Path: utzoo!attcan!uunet!lll-winken!ames!mailrus!tut.cis.ohio-state.edu!rutgers!njin!princeton!notecnirp!nr
From: nr@notecnirp.Princeton.EDU (Norman Ramsey)
Newsgroups: comp.binaries.ibm.pc.d
Subject: Is uncompression faster than disk I/O?
Keywords: compress zoo arc I/O speed
Message-ID: <14227@princeton.Princeton.EDU>
Date: 16 Jan 89 21:03:44 GMT
Sender: news@princeton.Princeton.EDU
Reply-To: nr@princeton.Princeton.EDU (Norman Ramsey)
Organization: Dept. of Computer Science, Princeton University
Lines: 35


Someone suggested to me that it might pay off to store my data files
in compressed format, then uncompress them when I get ready to use
them.  The claim was that uncompression is faster than the associated
disk I/O.  so here's the $64 question: has anybody substantiated this
claim for IBM PC, XT, AT, or PS/2  (remember computation and I/O
speeds differ on these machines, so your mileage may vary)

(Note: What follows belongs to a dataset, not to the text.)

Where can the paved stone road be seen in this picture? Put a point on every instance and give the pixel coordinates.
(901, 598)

In particular, how hard would it be to adapt the zoo source to do the
following: 
	f = zopen (file, pathname, "r")
		open pathname in the zoo archive file for read only
	zread(f,...)
		read from the zoo archive
	zgets(f,...)
		like fgets only compressed
	zgetc(f,...)
		like fgetc only compressed
	zeof(f,...)
		you get the idea...

If I had this facility, I might actually be able to speed up my
programs and have them use less disk space, at the same time (provided
the claim is true).  So, has anybody built a library like this?

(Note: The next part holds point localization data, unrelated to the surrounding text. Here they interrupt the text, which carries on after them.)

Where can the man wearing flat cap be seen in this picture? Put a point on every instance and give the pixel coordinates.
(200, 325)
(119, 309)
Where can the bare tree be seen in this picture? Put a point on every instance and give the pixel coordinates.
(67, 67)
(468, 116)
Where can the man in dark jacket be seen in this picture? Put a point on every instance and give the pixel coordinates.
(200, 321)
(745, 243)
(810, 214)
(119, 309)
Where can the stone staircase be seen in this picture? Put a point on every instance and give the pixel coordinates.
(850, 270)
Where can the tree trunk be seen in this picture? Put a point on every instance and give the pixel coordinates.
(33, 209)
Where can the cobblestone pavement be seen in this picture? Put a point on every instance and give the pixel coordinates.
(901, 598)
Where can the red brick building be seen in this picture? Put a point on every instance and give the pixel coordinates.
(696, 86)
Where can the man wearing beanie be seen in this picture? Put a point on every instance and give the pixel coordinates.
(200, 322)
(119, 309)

My immediate desire is for a fast Boyer-Moore grep on files in a zoo
archive.   Does anybody have that?

Does anybody who has messed with the zoo source (or Rahul of course)
have any idea how hard it would be to twiddle zoo to do something like
this?  Obviously the space overhead would be low, since sez is just a
few Kbytes extra...

Norman Ramsey
nr@princeton.edu